Por Tim Stratton | Traducido por Allan Sánchez

|

May 19, 2018

¡Yo solía ser un calvinista de 5 Puntos! No solamente sostenía cada pétalo del TULIP, yo también rechazaba la idea de que la humanidad poseía libertad libertariana en cualquier sentido o forma. Yo sostenía la posición de que Dios no solamente determinaba causalmente la salvación y la condenación, sino que Dios causalmente determinaba todo. Si uno escogiera beber Coca-Cola en lugar de Pepsi o si uno escogiera comer en McDonalds en lugar de Burger King: Dios causaba que todas las cosas sucedieran exactamente como lo hacían.

Además, yo también creía que Dios determinaba las creencias sobre todas las cosas de cada persona. Yo era un determinista teológico que creía en el determinismo exhaustivo divino. De hecho, si alguien creía que el Calvinismo era verdad, ello no dependía de la persona, sino de Dios. Si alguno favorecía el Arminianismo sobre el Calvinismo, ello también estaba causalmente determinado por Dios.

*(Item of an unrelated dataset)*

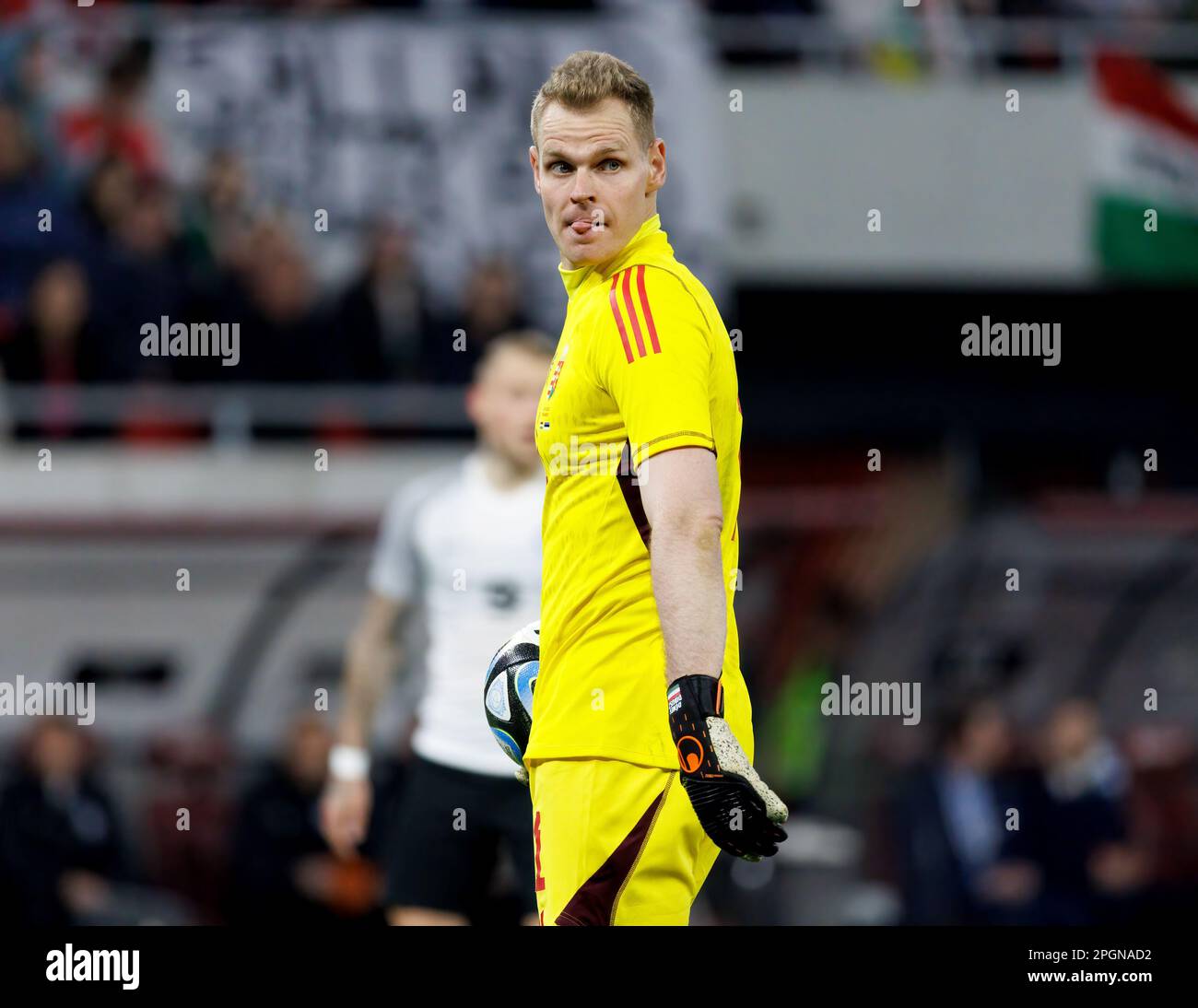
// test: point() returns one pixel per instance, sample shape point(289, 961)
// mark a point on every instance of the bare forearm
point(687, 584)
point(368, 669)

Yo era un seguidor de Juan Calvino y si él estaba en contra del libre albedrio, ¡entonces yo también lo iba a rechazar! Esto era lo que Calvino decía con respecto al libre albedrío:

Pues bien, ¿quién al oír decir que el hombre tiene libre arbitrio no concibe al momento que el hombre es señor de su entendimiento y de su voluntad, con potestad natural para inclinarse a una u otra alternativa?… Y de esto tenemos harta experiencia en la expresión que nos ocupa… sería un gran bien para la Iglesia que fuese olvidada, preferiría no usarla; y si alguno me pidiera consejo sobre el particular, le diría que se abstuviera de su empleo (2.2.7-8).

No hace falta decir que tomé el consejo de Calvino durante más de una década y rechacé el libre albedrío. Lo compré y lo enseñé como pastor hasta que William Lane Craig desafió mi forma de pensar. Inicialmente me resistí, pero sus argumentos eran sólidos y lógicamente herméticos. Lo que realmente llamó mi atención es que él respaldó todas sus afirmaciones molinísticas con versículos de la Biblia. Eventualmente elegí rechazar libremente el calvinismo.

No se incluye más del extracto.